ESCRITORES DE AGUASCALIENTES (1985-1997) | CUENTO  / junio-julio 2019 / No. 80
 


El color que vino del océano



Ciclo 384, Quinta Era
Mares Anthal


Jamás olvidaré la entrevista que le hice al superviviente del Oourang, Mal’Goloth, un viejo lobo de mar orco proveniente de Nantucket. Me temo que las cosas que me contó por su parte, y lo que vi yo por la mía, se han apoderado tan firmemente de mi alma que cualquier recuerdo, cualquier ilusión que haya tenido de felicidad o de futuro se han perdido en la bruma que se levanta todas las mañanas sobre la superficie del mar. Ahora me temo que mi historia, la de Mal’Goloth y la del Oourang se han ligado a un solo destino, a una monstruosidad que pulsa y late bajo las olas del Gran Mar Océano.



***


Mal’Goloth tenía en la mirada una tensión extraña, como si de verdad creyera que hablaba para proteger una verdad más grande que él. Como si su vida misma dependiera de las cosas que diría, de lo que había visto, de lo que recordaba. Y así era, de cierta forma. Fue uno de los dos supervivientes del desastre marítimo de hace unos meses que les costó a Nantucket, a Ashbury y a Londres tres excelentes barcos. Lo peor de todo es que tampoco se pudo recuperar la sonda de exploración Anansi I. Recuerdo vagamente que se reportó la pérdida de las grúas y que, a lo lejos, se escuchaban disparos y gritos; algunos canales incluso reportaron la presencia de magos a bordo, pero esto, como mucho de lo que afirma Goloth, está en entredicho. Después, los radios emitieron un silencio constante, irrompible. Las placas de acero de la cubierta estaban rasgadas, como si alguien o algo de una fuerza descomunal las hubiera jalado desde el fondo. El lado de estribor del Liberty estaba arañado y los restos del Ireti presentaban abultamientos en gran parte de la popa y el lado de babor. Además, los tres barcos estaban cubiertos de una sustancia luminiscente de origen desconocido. Hasta ahora, los laboratorios no han dicho nada al respecto, pero se cree que ésta podría ser de origen extraterrestre.
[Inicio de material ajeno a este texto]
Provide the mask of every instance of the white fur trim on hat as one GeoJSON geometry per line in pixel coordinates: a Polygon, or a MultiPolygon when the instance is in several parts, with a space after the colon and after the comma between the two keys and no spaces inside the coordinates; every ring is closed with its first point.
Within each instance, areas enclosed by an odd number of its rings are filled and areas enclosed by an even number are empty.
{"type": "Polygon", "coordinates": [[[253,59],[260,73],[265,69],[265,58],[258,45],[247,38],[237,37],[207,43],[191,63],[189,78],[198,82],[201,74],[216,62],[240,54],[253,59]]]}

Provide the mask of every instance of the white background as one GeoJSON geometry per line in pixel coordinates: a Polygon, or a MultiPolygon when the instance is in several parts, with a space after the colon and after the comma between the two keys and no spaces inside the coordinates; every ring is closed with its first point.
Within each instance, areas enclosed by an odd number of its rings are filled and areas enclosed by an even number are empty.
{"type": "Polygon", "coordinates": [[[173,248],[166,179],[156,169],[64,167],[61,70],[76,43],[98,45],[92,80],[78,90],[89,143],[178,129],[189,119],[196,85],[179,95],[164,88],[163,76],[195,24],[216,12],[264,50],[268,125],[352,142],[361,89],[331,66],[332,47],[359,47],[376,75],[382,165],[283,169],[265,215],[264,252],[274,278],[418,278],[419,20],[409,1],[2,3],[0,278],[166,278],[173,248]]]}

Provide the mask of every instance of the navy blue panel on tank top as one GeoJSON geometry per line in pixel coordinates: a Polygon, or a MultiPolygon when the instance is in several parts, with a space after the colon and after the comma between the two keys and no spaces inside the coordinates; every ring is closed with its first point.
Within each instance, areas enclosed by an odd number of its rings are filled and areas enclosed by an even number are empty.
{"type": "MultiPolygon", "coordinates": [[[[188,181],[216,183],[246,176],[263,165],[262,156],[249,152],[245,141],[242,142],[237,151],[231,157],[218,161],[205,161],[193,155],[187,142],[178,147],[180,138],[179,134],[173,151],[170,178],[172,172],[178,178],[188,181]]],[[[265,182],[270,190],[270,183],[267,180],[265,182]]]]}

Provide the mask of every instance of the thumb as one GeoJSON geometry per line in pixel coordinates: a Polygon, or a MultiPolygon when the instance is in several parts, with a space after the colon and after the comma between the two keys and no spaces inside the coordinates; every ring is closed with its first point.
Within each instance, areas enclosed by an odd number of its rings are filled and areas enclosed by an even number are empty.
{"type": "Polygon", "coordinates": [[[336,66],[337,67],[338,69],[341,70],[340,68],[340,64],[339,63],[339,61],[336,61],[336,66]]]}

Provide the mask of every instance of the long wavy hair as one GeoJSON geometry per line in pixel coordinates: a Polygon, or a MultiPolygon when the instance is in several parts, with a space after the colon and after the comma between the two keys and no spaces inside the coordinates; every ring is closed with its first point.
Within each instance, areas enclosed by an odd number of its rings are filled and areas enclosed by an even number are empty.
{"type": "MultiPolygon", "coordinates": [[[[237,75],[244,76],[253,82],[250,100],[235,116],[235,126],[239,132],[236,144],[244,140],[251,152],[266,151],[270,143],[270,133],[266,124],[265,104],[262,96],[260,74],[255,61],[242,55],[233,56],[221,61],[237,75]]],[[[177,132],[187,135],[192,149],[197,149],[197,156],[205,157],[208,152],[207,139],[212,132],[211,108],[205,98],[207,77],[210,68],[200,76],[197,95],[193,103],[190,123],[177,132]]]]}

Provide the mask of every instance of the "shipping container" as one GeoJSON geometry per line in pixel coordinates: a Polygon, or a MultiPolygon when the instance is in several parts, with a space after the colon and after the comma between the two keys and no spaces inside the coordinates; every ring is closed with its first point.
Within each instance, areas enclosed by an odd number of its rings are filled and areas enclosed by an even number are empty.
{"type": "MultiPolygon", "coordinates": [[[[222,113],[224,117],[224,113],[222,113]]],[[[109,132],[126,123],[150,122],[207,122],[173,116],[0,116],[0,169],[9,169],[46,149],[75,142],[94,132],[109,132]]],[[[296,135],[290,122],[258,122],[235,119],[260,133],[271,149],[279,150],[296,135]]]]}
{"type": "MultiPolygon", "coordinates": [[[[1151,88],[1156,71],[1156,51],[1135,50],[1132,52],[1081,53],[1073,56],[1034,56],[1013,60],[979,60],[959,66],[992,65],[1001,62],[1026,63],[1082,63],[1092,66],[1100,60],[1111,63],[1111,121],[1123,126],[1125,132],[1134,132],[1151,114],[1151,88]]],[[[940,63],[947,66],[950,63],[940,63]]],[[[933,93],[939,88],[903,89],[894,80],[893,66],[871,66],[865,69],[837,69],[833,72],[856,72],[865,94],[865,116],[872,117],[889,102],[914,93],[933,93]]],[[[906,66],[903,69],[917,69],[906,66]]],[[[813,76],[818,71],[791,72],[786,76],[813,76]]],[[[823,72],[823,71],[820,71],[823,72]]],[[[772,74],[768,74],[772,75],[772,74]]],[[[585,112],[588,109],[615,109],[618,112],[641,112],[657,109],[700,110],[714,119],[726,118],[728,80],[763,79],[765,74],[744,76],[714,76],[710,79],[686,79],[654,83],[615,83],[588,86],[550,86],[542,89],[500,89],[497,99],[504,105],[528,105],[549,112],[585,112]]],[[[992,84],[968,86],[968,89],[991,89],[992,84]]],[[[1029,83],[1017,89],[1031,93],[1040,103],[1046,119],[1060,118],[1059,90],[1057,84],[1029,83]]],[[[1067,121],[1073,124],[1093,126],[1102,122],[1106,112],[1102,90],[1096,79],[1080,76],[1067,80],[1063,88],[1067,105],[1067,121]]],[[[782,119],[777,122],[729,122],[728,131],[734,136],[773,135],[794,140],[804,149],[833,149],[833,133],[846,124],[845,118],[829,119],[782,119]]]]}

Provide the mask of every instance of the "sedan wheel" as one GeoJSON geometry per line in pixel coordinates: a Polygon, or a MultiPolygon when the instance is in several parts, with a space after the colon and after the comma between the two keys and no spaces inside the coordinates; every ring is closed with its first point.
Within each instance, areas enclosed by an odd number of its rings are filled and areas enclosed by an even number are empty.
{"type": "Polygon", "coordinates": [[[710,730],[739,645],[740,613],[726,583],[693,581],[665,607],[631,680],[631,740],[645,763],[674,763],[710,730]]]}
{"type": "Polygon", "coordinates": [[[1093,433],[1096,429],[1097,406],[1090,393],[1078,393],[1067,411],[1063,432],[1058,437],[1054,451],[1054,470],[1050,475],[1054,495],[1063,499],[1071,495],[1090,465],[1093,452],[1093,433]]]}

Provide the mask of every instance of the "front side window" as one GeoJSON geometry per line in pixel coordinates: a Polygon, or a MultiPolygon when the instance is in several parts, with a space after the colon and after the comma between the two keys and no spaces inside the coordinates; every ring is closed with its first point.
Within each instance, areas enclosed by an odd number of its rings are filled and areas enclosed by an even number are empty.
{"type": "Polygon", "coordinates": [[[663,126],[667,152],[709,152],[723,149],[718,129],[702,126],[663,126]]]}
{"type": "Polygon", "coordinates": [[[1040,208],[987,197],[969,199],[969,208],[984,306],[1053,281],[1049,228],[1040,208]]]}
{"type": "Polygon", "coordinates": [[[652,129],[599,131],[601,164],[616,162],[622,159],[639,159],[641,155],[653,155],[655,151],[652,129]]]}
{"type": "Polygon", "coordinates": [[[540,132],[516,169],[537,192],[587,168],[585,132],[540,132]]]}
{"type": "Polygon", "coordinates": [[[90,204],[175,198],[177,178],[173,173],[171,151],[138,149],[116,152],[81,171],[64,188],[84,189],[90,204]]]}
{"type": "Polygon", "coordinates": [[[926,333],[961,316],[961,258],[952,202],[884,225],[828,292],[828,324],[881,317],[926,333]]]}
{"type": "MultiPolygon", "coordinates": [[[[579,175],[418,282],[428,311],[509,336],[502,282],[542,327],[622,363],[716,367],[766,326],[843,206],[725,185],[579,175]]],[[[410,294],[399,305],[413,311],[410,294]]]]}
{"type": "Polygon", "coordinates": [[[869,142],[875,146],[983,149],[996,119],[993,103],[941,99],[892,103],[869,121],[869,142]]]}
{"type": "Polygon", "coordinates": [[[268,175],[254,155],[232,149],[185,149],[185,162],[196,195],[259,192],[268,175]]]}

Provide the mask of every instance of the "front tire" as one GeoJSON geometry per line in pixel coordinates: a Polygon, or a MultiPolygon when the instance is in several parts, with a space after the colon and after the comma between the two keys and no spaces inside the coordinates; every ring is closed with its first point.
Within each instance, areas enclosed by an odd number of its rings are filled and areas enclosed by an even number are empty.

Cuando se encontraron los navíos fantasmas, los viejos lobos de mar no tardaron en asegurar que se trataba de alguna criatura nacida en los abismos, quizá más grande que el kraken de las leyendas gnómicas, y no faltó quien comparara los abultamientos del Ireti con las marcas que dejarían las ventosas de dicho animal. A nosotros, la Prensa Internacional, se nos ordenó que tratáramos el asunto como un accidente a pesar de lo que viéramos o descubriéramos. No querían levantar una falsa alarma en Úrim, llamar la atención del Obelisco y menos detener el mercado marítimo entre Hiva, El Dorado y Thule, ahora que las aguas se estaban empezando a serenar. Además, decían, el accidente estaba lo suficientemente lejos como para que lo que destruyó a los navíos no pudiera llegar a las rutas de intercambio de bienes.

Mientras pensaba en estas cosas, me percaté de que Mal’Goloth se ponía cada vez más nervioso. Quizá mi silencio había sido demasiado largo o lo que vio era mucho más abominable de lo que se dejaba ver en los reportes y satélites. Recordaba haber visto las carcasas de las naves atascadas en Nantucket, donde los magos intentaban encontrar el origen de la radiación y las marcas de la bestia. Goloth estaba, decía, nervioso. Le sudaban las manos, la frente, y resultaba evidente que lo que al principio parecía una lucha interna por revelar o no la verdad era, más bien, contra un miedo que lo roía dentro. Goloth se exaltaba fácilmente, como si cada palabra que pronunciaran los que lo rodeaban hubiera estado pensada para contradecirlo; como si, más bien, el simple hecho de escuchar a otro le irritara mucho, sobremanera. No era la primera vez que me contaba su historia, pero sí la primera en que había decidido entrevistarlo formalmente, y desde que me senté frente a él, supe que había cometido un error descomunal. Encendí mi equipo de grabación y empecé.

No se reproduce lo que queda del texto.